# Better to leave in crate or outside doghouse?



## amandagood (Aug 25, 2008)

Hello all, I have a 10 month old German Shepherd. She was crate trained when we first got her and soon stopped having accidents in the house. We started letting her run loose in the hosue while we were gone all day at work but she now chews up my trim and my stairs. She is tearing the bottom of our stairs to shreads, literally! My solution is to leave her in the cage while we are gone or leave her outside. We have a doghouse for her. I was wondering which would be better considering weather conditions, etc. How hot is too hot, how cold is too cold. How long can she stay outside alone and it be ok? I am a first time dog owner so I'm not sure what is best for her. Thanks alot!


----------



## dd (Jun 10, 2003)

Leaving a dog outside on her own is not a good idea. She may do a houdini on you and go over the fence, and there have been enough incidents of stolen dogs on this board, or (harm done to dogs) that leaving her outside should be considered a high risk untaking in terms of your dog's safety.

She should be fine crated indoors during the day.


----------



## littledmc17 (Apr 9, 2008)

10 MONTHS OLD is to young to have so much freedom trust me I did the same thing. Leave her in her crate in the house while no one is home.
Brady wasn't allowed be to out of his crate while we weren't home until he was 18 months. But all dogs are different


----------



## acurajane (May 21, 2008)

If she has been in a crate before then she should be fine. That takes away the stresses of the weather questions. But do expect a pup who is full of energy. So exercise,exercise,exercise.


----------



## littledmc17 (Apr 9, 2008)

great advice!!


----------



## sprzybyl (May 15, 2008)

For her safety, we are going to crate our pup when we are gone until ATLEAST 12 months. She spends nights loose in the house but she is in the room that I sleep in and everything chewable or dangerous are picked up and put out of reach (ie behind closed doors!) 

I cannot stress enough the benefits of exercise! Before we leave for work we walk her for atleast 30 min (usually 45 to an hour) and leave her all sorts of interesting things to chew (nylabone). We spend after work time playing and walking and doing all the good puppy things. 

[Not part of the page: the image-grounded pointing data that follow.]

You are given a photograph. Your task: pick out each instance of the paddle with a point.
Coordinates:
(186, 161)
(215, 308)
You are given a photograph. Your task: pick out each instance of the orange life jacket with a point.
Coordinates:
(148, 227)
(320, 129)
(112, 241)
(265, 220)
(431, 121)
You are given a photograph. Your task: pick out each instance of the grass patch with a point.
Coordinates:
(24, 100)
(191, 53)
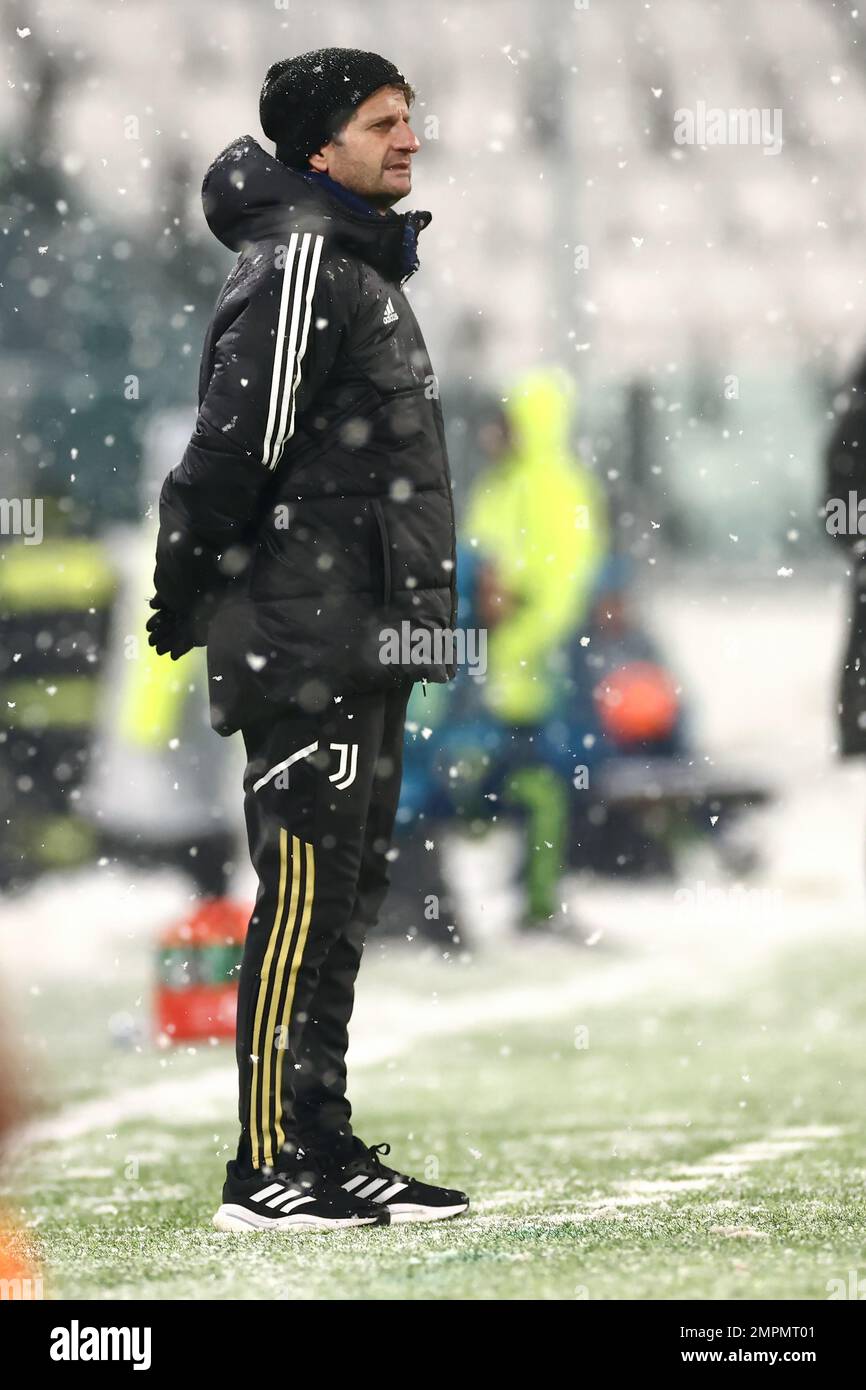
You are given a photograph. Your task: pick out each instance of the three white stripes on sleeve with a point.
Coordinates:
(292, 334)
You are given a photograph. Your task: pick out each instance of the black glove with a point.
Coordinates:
(171, 633)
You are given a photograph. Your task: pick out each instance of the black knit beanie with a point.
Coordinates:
(305, 100)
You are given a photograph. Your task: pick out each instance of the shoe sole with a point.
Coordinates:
(232, 1218)
(410, 1211)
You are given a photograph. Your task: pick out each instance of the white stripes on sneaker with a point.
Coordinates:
(287, 1198)
(298, 284)
(371, 1187)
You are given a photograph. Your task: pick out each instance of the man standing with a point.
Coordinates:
(310, 516)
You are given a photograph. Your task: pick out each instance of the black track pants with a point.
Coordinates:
(320, 799)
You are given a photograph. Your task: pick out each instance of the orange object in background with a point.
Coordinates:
(198, 962)
(638, 702)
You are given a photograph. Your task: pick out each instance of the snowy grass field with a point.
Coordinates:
(673, 1112)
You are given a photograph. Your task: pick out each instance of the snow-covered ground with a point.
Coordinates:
(761, 670)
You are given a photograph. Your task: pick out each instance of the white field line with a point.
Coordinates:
(210, 1094)
(669, 957)
(695, 1178)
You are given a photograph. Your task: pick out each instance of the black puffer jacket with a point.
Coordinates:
(313, 506)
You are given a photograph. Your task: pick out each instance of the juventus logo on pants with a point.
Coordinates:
(339, 777)
(280, 772)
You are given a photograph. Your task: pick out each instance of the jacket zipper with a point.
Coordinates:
(382, 528)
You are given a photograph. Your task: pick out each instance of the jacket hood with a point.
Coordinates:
(540, 410)
(249, 196)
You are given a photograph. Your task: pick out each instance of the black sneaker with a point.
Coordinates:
(300, 1198)
(364, 1176)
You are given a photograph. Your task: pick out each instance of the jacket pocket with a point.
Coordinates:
(385, 545)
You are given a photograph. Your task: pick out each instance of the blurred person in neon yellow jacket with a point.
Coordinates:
(538, 520)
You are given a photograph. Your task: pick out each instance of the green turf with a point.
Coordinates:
(540, 1132)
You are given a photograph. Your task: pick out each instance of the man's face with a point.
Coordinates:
(373, 153)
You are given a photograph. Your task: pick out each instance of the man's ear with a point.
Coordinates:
(319, 161)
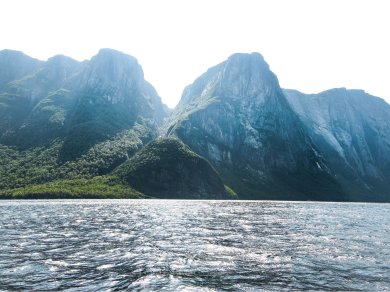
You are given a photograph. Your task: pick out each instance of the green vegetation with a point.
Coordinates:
(231, 194)
(167, 168)
(97, 187)
(19, 168)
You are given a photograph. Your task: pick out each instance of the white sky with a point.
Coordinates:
(311, 45)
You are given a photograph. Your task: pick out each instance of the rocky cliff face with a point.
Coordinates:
(237, 116)
(352, 130)
(87, 117)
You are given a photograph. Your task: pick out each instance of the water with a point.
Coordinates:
(158, 245)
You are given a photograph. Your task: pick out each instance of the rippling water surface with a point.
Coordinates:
(193, 245)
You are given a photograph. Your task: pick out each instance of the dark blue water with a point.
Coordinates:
(157, 245)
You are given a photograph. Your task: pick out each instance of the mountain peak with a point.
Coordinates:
(254, 57)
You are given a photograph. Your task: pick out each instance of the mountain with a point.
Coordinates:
(166, 168)
(237, 116)
(64, 119)
(14, 65)
(352, 130)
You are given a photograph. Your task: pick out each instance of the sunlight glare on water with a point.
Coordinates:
(178, 245)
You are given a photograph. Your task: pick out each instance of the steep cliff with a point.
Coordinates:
(236, 116)
(352, 130)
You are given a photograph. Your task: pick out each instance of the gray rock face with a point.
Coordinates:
(352, 130)
(237, 116)
(119, 79)
(67, 99)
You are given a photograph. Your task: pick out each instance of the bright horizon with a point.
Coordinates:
(310, 45)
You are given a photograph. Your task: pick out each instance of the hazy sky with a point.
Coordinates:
(310, 45)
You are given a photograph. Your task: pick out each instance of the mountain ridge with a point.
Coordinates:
(76, 123)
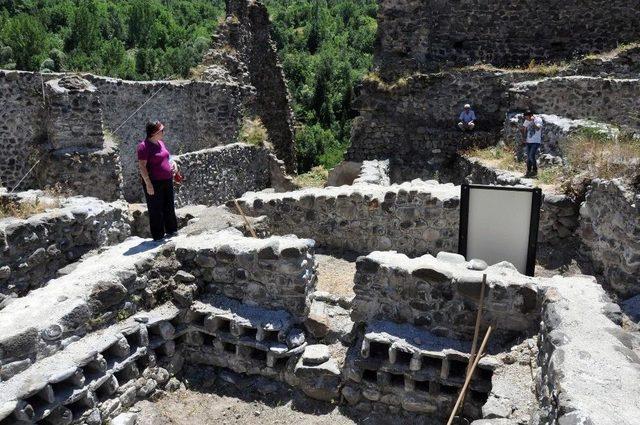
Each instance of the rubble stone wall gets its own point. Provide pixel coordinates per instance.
(196, 114)
(33, 249)
(581, 343)
(217, 175)
(558, 213)
(441, 295)
(22, 116)
(418, 35)
(275, 273)
(414, 218)
(610, 231)
(414, 122)
(608, 100)
(248, 31)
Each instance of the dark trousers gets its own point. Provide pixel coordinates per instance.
(162, 213)
(532, 151)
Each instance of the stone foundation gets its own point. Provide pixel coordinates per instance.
(413, 218)
(610, 231)
(35, 248)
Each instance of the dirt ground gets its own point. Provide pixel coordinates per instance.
(335, 275)
(211, 399)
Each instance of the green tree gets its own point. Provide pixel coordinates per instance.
(27, 38)
(85, 30)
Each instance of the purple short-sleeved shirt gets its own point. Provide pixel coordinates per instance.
(157, 157)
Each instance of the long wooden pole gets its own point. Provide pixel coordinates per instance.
(246, 221)
(478, 321)
(476, 332)
(469, 375)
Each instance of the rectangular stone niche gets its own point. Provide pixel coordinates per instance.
(413, 369)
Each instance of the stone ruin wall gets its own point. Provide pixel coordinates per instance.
(197, 115)
(217, 175)
(32, 250)
(219, 298)
(606, 100)
(244, 47)
(426, 36)
(610, 233)
(414, 218)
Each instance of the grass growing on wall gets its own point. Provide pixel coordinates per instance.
(588, 153)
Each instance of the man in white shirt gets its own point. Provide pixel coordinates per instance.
(467, 119)
(532, 139)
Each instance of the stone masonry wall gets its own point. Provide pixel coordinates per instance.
(33, 249)
(418, 35)
(215, 176)
(21, 125)
(275, 273)
(610, 232)
(247, 30)
(413, 218)
(441, 295)
(197, 115)
(414, 122)
(587, 363)
(607, 100)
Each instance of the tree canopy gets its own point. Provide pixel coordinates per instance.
(325, 47)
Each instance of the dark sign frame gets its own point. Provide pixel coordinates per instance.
(536, 203)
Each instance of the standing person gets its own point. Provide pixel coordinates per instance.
(157, 180)
(467, 119)
(532, 139)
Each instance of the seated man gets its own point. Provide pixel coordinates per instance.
(467, 119)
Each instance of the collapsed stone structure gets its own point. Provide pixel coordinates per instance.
(94, 318)
(82, 130)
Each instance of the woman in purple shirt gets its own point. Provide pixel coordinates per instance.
(157, 180)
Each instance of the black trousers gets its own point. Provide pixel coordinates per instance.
(162, 213)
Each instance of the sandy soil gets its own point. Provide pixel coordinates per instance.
(335, 275)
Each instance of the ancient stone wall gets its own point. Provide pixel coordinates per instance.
(610, 231)
(244, 47)
(33, 249)
(197, 115)
(22, 115)
(607, 100)
(275, 273)
(414, 122)
(413, 218)
(215, 176)
(558, 212)
(392, 286)
(418, 35)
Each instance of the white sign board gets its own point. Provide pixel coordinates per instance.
(500, 223)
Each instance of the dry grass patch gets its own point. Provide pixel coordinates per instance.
(588, 153)
(317, 177)
(253, 132)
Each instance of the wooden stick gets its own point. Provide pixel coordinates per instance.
(467, 381)
(478, 321)
(246, 221)
(476, 332)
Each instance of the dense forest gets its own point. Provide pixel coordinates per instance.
(325, 46)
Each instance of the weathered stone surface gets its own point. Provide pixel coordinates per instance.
(425, 36)
(581, 346)
(237, 272)
(610, 231)
(414, 218)
(35, 247)
(406, 290)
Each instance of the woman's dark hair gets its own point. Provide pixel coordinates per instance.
(153, 128)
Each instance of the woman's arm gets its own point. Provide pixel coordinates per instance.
(142, 165)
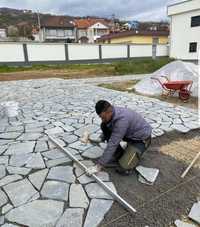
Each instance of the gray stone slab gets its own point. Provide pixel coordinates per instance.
(62, 173)
(95, 191)
(195, 212)
(8, 179)
(2, 171)
(96, 212)
(18, 170)
(37, 213)
(36, 162)
(20, 148)
(3, 148)
(10, 135)
(55, 130)
(150, 174)
(54, 154)
(180, 128)
(55, 190)
(93, 152)
(4, 160)
(20, 160)
(69, 138)
(72, 217)
(56, 162)
(38, 178)
(179, 223)
(79, 171)
(6, 208)
(3, 198)
(78, 201)
(80, 146)
(41, 146)
(20, 192)
(84, 179)
(29, 136)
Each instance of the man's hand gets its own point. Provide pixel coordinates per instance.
(93, 169)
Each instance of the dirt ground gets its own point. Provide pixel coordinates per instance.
(128, 85)
(171, 197)
(61, 73)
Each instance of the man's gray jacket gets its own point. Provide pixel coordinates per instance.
(124, 123)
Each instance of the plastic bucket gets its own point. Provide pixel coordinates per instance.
(11, 108)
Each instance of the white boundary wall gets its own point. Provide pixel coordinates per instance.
(60, 52)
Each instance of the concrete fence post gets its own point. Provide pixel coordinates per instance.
(25, 53)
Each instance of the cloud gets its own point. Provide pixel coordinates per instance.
(124, 9)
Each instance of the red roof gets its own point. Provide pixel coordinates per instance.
(58, 22)
(133, 33)
(86, 23)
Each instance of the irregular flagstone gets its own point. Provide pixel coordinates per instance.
(10, 135)
(79, 171)
(55, 130)
(20, 160)
(55, 190)
(93, 152)
(9, 225)
(8, 179)
(95, 191)
(20, 192)
(20, 148)
(6, 208)
(71, 217)
(29, 136)
(78, 201)
(62, 173)
(54, 154)
(2, 171)
(56, 162)
(97, 209)
(4, 160)
(3, 198)
(180, 128)
(36, 162)
(41, 146)
(3, 148)
(195, 212)
(18, 170)
(80, 146)
(37, 213)
(179, 223)
(69, 138)
(38, 178)
(84, 179)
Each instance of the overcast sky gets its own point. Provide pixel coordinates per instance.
(143, 10)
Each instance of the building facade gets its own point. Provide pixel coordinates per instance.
(185, 30)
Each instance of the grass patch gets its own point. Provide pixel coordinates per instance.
(137, 66)
(120, 86)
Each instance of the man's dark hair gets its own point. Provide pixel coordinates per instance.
(102, 106)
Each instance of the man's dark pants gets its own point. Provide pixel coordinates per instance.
(127, 158)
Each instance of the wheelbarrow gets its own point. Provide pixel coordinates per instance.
(183, 87)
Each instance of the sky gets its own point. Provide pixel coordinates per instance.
(142, 10)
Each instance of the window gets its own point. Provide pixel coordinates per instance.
(68, 33)
(195, 21)
(193, 47)
(60, 33)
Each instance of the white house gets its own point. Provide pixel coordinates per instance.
(185, 30)
(2, 33)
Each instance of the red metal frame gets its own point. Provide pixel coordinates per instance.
(183, 87)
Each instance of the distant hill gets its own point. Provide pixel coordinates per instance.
(14, 17)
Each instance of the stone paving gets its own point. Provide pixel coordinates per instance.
(40, 185)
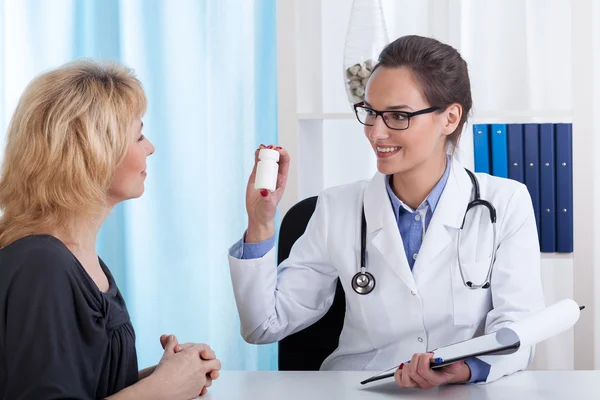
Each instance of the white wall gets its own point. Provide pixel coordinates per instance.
(521, 69)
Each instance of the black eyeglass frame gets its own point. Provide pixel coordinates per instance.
(408, 114)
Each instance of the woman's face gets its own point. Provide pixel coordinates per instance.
(399, 151)
(128, 182)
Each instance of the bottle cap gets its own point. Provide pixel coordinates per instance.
(268, 154)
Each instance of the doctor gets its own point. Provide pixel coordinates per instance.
(413, 294)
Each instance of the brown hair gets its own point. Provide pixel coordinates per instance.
(438, 68)
(66, 138)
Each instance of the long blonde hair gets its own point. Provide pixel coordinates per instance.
(66, 138)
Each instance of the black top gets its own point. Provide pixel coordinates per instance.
(60, 336)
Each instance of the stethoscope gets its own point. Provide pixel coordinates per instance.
(363, 282)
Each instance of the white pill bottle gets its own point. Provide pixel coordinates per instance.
(267, 170)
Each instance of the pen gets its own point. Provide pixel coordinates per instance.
(437, 360)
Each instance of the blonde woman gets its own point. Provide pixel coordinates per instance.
(75, 149)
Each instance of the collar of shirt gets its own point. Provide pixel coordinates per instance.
(430, 202)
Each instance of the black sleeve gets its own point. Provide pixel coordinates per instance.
(49, 353)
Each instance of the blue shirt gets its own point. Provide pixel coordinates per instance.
(412, 225)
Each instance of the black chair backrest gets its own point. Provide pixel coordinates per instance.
(306, 350)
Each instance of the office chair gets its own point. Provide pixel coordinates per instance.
(307, 349)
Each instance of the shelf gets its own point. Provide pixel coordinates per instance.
(557, 256)
(326, 116)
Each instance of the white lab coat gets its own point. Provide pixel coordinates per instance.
(409, 311)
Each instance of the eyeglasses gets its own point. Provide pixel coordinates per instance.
(397, 120)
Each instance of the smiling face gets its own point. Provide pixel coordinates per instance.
(425, 139)
(128, 180)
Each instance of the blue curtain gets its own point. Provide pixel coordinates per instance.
(209, 71)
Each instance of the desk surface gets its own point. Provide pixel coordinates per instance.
(273, 385)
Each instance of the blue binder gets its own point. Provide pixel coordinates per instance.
(564, 188)
(532, 167)
(481, 147)
(499, 151)
(547, 189)
(516, 170)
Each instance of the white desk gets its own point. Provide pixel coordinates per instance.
(273, 385)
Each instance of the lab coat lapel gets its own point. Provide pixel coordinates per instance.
(382, 230)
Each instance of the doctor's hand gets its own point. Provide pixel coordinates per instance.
(261, 205)
(418, 373)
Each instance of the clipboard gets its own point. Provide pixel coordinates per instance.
(504, 350)
(526, 332)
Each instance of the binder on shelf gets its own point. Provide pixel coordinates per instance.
(532, 167)
(564, 188)
(514, 136)
(499, 150)
(481, 146)
(547, 189)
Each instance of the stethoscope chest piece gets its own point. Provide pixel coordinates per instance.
(363, 282)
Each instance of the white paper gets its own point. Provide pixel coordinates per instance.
(542, 325)
(536, 328)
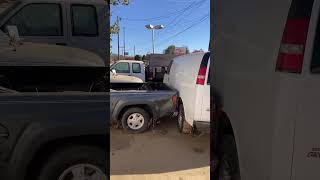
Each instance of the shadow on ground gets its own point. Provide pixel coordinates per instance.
(161, 150)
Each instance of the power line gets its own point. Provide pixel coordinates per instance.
(191, 26)
(169, 15)
(184, 30)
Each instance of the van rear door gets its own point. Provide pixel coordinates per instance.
(306, 152)
(202, 107)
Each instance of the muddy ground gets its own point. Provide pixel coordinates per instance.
(162, 153)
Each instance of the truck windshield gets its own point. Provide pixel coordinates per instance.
(6, 6)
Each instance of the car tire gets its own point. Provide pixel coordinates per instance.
(75, 161)
(135, 120)
(183, 126)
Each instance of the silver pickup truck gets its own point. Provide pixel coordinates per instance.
(136, 110)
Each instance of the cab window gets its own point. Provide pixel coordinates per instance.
(136, 68)
(84, 20)
(122, 67)
(38, 20)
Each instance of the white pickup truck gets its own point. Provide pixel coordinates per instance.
(128, 71)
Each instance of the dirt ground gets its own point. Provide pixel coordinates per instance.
(162, 154)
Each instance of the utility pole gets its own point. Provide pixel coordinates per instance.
(118, 24)
(124, 42)
(152, 41)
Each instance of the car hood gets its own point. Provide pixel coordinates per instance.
(36, 54)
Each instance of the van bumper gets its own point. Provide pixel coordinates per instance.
(202, 126)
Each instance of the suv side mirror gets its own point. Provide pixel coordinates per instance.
(13, 33)
(14, 36)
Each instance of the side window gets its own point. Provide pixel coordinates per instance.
(38, 20)
(84, 20)
(122, 67)
(136, 68)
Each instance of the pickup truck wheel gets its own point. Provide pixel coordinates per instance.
(76, 163)
(135, 120)
(183, 126)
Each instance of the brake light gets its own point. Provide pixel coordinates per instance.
(201, 76)
(292, 48)
(174, 100)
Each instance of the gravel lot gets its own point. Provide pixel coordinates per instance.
(162, 153)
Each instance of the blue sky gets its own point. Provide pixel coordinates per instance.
(186, 23)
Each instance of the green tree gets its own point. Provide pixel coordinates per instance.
(170, 49)
(137, 57)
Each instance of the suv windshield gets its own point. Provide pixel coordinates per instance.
(6, 6)
(6, 90)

If you are really worried, have someone come by and walk her or just let her out of her crate for a bit during the day (if you can). Even a few times a week may help. (my fiance's dad stops by on occassion when he's doing work in the area and lets her stretch her legs)


----------



## ChancetheGSD (Dec 19, 2007)

I'm all for crating. My dogs love their crates and I love knowing they're safe when I'm gone. I'm not however, for leaving the dog outside while you're gone. I've had 2 dogs stolen from me because of that. =/


----------



## amandagood (Aug 25, 2008)

Thanks everyone. I have a six foot privacy fence so I don't see her jumping it.. She is a very smart dog.. I can leave the gate open and she won't come out unless I call her, she won't come out of the front door either unless she is on her leash. 
I feel bad leaving her in the cage all day because she is soooo full of energy. 
But the general vote is that leaving her inside, in the cage, is better?


----------



## Lisa40 (Jan 10, 2006)

I agree that the crate is the safest place. I also kept our male in the crate up to about 18 months until I could trust him to have free roam of the house while we were away. My shepherd is 3 years old now and we do not allow him to be outside when we are away from the house. Too many things can happen, especially with a 10-month old and bad habits could form, like digging, eating rocks, dirt grass, excessive barking and if you live in a neighborhood there is always the chance that kids could torment her when you are not home, or she could get loose and into even more trouble. All my shepherds have loved their crate and I never worried about them. If you feel bad about leaving her in the crate for too many hours then maybe you could have a neighbor, friend, or dog walker come to your house and take her out for a break. 

Lisa


----------



## tracyc (Feb 23, 2005)

yes. Inside in the crate is better. 

She will sleep all day while you are gone. The crate is not a prision. It's her den. 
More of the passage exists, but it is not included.